UN PERICOLOSO GRIMALDELLO
Non sarà un«ecomostro» la lottizzazione di Monticchiello di Pienza, in piena val d'Orcia, e però rappresenta un pesante sfregio al paesaggio, ancora intatto, di quella stupenda area collinare che l'Unesco ha di recente inserito nel patrimonio mondiale dell' umanità, unico sito paesaggistico, credo. Questa è stata la pronta risposta al riconoscimento dell'Unesco: un bel grappolo di 95 unità immobiliari suddivise in undici lotti.

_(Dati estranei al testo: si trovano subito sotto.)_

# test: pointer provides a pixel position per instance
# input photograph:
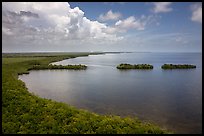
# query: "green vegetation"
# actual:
(41, 67)
(179, 66)
(26, 113)
(138, 66)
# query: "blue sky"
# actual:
(102, 26)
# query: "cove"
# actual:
(172, 99)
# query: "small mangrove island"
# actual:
(136, 66)
(178, 66)
(41, 67)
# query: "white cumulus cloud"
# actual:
(50, 21)
(196, 13)
(160, 7)
(110, 16)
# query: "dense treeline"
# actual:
(26, 113)
(41, 67)
(137, 66)
(178, 66)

Condivido in pieno l'allarme lanciato da Alberto Asor Rosa dalle colonne di Repubblica il 24 agosto scorso. Disgraziatamente le parole del sindaco di Pienza, Marco Del Ciondolo, riportate dall'Unità del 29 agosto, non mitigano quell'allarme. Egli racconta che la lottizzazione era stata pensata in funzione di un nobile intento (ma non c'erano altri mezzi meno invasivi?), quello cioè di trattenere sul territorio le giovani coppie locali altrimenti prive di alloggi. Poi le giovani coppie si sono come volatilizzate e quelle unità immobiliari sono diventate seconde case. Per niente indispensabili, ma certamente ben spendibili sul mercato immobiliare, nazionale e internazionale. Inviterei il sindaco di Pienza a Capalbio - dove la pressione dell'area di Roma è più forte -per vedere quali scempi stia provocando il mercato delle seconde e terze case, a Borgo Carige, a Capalbio Scalo e quasi sotto le mura medioevali del borgo capalbiese, a Poggio del Leccio, con costruzioni che saranno visibilissime dall'alto e dal basso. Mentre si riparla di nuovi accessi al mare oltre l'area protetta dell'oasi delWwf, al lago di Burano, per raggiungere quei 15 chilometri di spiaggia ancora libera, ancora tutta a dune, che certamente fanno gola alla speculazione. Il sindaco di Pienza potrebbe constatare come la pressione speculativa possa stravolgere, letteralmente, un paesaggio eun ambiente. Per sempre. Temo che pure a Monticchiello si sia posta la prima pietra di una invasione cementizia che intaccherà profondamente la stessa isolata e integra Val d'Orcia. Si comincia sempre così, poi il grimaldello scassa anche il resto.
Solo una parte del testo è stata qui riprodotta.